Writers who know how to create computer software have tried to develop applications that can write for years. Earlier, we reported about automatic and semi-automatic tools that can write simple news reports and structure scientific papers. Now, fiction author Robin Sloan has developed a smart and simple tool that feeds him text when he wants ideas.
The New York Times visited Robin Sloan who demonstrated his idea generator-application to the reporter. This is what The Times reporter saw on the author’s computer screen.
Here is how a computer writes fiction
Mr Sloan typed in his tool: The bison have been traveling for two years back and forth. He stopped and pushed a button on the keyboard. The computer thought for a second and printed on the screen: between the main range of the city.
Another sample: The bison are gathered around the canyon. Sloan typed, and pushed a button that woke up the helper application. After a brief moment, the computer added the words by the bare sky to the screen.

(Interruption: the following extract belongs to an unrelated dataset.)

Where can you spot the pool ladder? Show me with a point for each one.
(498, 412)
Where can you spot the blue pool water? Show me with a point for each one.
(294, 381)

The definition of artificial intelligence (AI) is broad and flexible, but Mr Sloan’s writing assistant software could be called machine learning or even a bot (for more about the AI and ML definitions, read this). The application looks at a few sentences that have been typed before the magic button was pushed, searches its database for matching phrases and suggests a few words that might fit into the context.
Robin Sloan himself regards his application as a collaborator that makes his work actually harder and helps him produce different results than he alone might have been able to achieve. Sloan has made his software available (consisting of two components: torch-rnn-server and rnn-writer) for other tinkerers to try out.
So, artificial intelligence software applications are not going to write fiction books in the near future. But what about nonfiction?
Nonfiction writers may get help from AI as well
South China Morning Post reports about the AI research group of Alibaba, China’s biggest online commerce company, which has developed a machine-learning software that beats humans. It was tested with the Stanford Question Answering Dataset, and scored higher in the large-scale reading comprehension test than humans. Alibaba’s machine-learning software scored 82.44 on the test, compared with 82.30 that humans achieved.
The chief scientist behind the software believes that computers can now answer questions such as “what causes rain?” with a high level of accuracy. “We believe the technology can be applied to numerous applications such as customer service, museum tutorials, and patient inquiries online.”
Nonetheless, the Alibaba scientist reminded that the system currently works reliably with questions that have straightforward answers. If the question’s language or expressions are vague or the grammar is incorrect, or a prepared answer is missing, the software may not be able to answer correctly.
A software technology that Alibaba’s research has developed would be a great help for nonfiction writers, editors, and fact-checkers. All those small (and big) facts and details that just have to be correct in a commercial book could be verified by a piece of software.
Having access to this technology might shorten the time to write a nonfiction book.